Suppose the line tangent to the graph of f at x = 2 is y = 4x + 1
This tells you that the point (2,9) is on the f graph
\(f(2)=9\)
The Equation of tangent to the f funtion at x=2 is y=4x+1
and suppose the line tangent to the graph of g at x = 2 has slope 3 and passes through (0, -2).
At f'(2) = 3
And this tangent line, the one at f(2) passes through (0,-2)
For this line we are told (0,-2) is a point and the gradient is 3. We need to find the find the y value for x=2.
\(m=\frac{rise}{run}\\ 3=\frac{y_1--2}{2-0}\\ 6=y_1+2\\ y_1=4\\ g(2)=4 \)

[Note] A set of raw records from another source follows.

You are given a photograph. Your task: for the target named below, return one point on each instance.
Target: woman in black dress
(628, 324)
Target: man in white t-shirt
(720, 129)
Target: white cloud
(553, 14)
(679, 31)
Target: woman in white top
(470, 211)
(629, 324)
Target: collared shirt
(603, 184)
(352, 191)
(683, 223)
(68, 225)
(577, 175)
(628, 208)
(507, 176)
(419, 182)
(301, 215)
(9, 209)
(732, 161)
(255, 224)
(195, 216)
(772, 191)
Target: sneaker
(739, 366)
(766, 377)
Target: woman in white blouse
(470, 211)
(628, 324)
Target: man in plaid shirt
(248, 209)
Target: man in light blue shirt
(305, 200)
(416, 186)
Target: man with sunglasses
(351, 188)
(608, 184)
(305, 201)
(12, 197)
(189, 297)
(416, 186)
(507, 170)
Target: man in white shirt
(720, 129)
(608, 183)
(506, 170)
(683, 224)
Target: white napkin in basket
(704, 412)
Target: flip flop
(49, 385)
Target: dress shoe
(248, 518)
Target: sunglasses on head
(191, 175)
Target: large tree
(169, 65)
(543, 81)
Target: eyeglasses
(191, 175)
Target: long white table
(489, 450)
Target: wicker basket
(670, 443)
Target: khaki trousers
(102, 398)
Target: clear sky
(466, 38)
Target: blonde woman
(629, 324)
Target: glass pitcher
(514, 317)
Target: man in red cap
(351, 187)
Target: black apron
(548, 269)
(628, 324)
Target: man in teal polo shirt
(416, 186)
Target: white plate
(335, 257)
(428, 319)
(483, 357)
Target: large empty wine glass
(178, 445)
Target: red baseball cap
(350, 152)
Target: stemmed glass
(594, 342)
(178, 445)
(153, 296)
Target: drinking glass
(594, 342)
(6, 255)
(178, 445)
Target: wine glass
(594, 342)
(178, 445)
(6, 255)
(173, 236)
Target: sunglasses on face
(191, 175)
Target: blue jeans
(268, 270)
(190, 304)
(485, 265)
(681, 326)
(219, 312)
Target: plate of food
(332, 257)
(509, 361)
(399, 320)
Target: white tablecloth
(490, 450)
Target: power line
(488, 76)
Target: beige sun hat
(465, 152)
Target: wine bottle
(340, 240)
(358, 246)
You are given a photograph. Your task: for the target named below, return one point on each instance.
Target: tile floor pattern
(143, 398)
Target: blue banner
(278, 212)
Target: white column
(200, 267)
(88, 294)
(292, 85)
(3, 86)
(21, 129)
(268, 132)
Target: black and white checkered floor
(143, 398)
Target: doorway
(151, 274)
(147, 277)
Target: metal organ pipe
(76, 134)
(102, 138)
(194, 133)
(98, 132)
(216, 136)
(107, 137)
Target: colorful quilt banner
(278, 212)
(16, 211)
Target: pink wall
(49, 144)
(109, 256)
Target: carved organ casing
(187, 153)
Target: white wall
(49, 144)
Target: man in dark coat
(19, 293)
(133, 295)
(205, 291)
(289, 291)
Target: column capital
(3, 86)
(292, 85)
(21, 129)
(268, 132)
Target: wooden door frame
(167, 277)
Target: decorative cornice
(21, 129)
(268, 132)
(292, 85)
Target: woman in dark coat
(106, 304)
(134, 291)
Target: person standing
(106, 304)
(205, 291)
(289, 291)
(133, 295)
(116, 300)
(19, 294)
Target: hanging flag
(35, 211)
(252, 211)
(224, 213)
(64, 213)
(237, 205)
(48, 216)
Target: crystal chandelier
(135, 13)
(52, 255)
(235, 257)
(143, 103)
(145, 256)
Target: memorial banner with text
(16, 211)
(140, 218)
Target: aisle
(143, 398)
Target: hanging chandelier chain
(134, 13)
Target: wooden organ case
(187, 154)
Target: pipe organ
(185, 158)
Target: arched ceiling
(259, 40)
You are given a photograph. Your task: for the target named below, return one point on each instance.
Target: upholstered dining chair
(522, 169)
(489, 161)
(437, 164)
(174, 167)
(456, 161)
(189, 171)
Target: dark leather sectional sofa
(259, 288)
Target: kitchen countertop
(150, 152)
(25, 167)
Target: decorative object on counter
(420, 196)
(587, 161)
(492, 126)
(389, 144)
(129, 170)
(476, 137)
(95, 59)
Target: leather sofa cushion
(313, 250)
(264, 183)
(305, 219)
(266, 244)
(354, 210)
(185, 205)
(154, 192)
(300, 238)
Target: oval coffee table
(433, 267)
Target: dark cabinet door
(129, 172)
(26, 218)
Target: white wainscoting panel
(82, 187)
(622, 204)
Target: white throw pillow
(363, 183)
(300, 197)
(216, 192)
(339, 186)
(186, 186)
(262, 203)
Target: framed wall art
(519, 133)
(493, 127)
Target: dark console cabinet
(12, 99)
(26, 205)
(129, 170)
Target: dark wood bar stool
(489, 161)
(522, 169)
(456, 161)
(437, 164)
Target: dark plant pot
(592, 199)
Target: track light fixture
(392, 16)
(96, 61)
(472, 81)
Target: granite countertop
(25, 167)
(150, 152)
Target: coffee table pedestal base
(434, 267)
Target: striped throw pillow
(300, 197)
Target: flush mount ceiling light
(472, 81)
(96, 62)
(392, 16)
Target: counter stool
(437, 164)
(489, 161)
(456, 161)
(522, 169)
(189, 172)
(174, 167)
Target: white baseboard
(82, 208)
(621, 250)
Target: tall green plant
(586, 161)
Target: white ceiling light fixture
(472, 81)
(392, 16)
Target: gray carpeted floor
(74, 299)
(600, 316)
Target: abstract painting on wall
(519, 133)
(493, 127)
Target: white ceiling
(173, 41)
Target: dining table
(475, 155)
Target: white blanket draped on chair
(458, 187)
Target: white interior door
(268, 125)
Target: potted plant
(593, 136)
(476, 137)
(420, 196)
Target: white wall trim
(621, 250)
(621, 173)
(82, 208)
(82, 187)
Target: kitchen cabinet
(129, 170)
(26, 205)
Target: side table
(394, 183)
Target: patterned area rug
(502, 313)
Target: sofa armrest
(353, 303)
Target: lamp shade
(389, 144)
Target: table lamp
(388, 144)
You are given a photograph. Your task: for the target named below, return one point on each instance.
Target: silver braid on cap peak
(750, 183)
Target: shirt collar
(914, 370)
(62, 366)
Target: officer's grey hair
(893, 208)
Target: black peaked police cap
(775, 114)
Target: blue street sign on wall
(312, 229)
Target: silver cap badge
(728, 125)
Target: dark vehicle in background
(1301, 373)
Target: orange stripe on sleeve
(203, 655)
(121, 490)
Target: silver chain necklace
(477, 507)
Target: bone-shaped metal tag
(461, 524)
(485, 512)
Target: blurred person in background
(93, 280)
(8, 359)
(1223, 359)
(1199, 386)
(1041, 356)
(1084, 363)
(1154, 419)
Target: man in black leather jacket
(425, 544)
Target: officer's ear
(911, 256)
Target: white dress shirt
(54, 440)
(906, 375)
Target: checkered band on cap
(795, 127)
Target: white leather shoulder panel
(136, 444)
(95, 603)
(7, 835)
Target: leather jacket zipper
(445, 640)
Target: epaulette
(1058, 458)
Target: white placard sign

The Equation of tangent to the g funtion at x=2 is y=3x-2
a. y = f(x) + g(x)
f'(2)+g'(2)=4+3=7
f(2)+g(2)= 9+4=13
So the equation of the tangent at x=2 is
y=7x+13
b. y = f(x) - 2g(x)
2g(x) the gradient and the y values will be doubled so gradient of tangent=6 at (2,8)
f'(2)+2g'(2)=4+6=10
f(2)+g(2)= 9+8 = 17
y=10x-17
c. y = 4f(x)
tangent of 4f(x)=4(4x+1) at x=2 is y = 16x+4
I think that is right.
You can try convincing yourself (one way or the other) by drawing some graphs.